YODAS: Youtube-Oriented Dataset for Audio and Speech
This provides a valuable resource for researchers and practitioners in speech and audio processing, enabling broader access to multilingual data, though it is incremental as it builds on existing dataset collection methods.
The authors tackled the lack of large-scale, publicly available multilingual speech datasets by introducing YODAS, a dataset with over 500k hours of speech in more than 100 languages sourced from YouTube, which includes labeled subsets for supervised training and unlabeled subsets for self-supervised learning.

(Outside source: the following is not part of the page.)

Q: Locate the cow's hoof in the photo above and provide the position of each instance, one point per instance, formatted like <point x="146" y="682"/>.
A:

In this study, we introduce YODAS (YouTube-Oriented Dataset for Audio and Speech), a large-scale, multilingual dataset comprising currently over 500k hours of speech data in more than 100 languages, sourced from both labeled and unlabeled YouTube speech datasets. The labeled subsets, including manual or automatic subtitles, facilitate supervised model training. Conversely, the unlabeled subsets are apt for self-supervised learning applications. YODAS is distinctive as the first publicly available dataset of its scale, and it is distributed under a Creative Commons license. We introduce the collection methodology utilized for YODAS, which contributes to the large-scale speech dataset construction. Subsequently, we provide a comprehensive analysis of speech, text contained within the dataset. Finally, we describe the speech recognition baselines over the top-15 languages.